Home Survey: How to Assess the State of Your Property
1. Get your priorities right
Carry out a survey to make sure your home is weathertight, safe and theft-proof.
Start your home survey with the roof. A pair of binoculars is useful for inspecting it without having to climb a ladder. If you can’t see the whole roof surface from the garden or the street, ask to view it from a neighbour’s property.
Before you start any DIY, make sure you know where the water and gas stoptaps and main electricity supply switch are located. Locate all the drains and make sure you can access them easily if a drain becomes blocked.
Go into the loft to inspect the underside of the roof. Look for water stains on the timbers and for signs of rain getting in. Examine the roof timbers for woodrot. Lastly, check the eaves for ventilators—a badly ventilated roof space can be liable to dry rot, which often sets in along the eaves.
Check the gutters and downpipes for blockages. Stains on the house walls can reveal where previous overflows have occurred.
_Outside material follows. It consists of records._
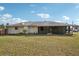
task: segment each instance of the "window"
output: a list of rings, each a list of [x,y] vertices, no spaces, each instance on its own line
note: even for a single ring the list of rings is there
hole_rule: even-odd
[[[18,30],[18,27],[15,27],[15,30]]]
[[[40,27],[40,30],[41,30],[41,31],[43,31],[43,30],[44,30],[44,28],[43,28],[43,27]]]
The next time it rains, check where gutters are overflowing or where water is leaking from downpipe joints.
6. Is the woodwork sound?
Prod the external woodwork with a bradawl to detect rot under the paintwork and look round the edges of doors and windows for gaps where rainwater could penetrate—especially on north and west-facing walls, which are most exposed to the weather.
Subsidence is the most serious problem you might detect. It occurs most commonly on clay soil, which expands when wet and then contracts as it dries out. Look at the corners of your house, are they vertical and square? Zigzag cracks running down the walls from the corners of doors and window frames are signs of possible subsidence.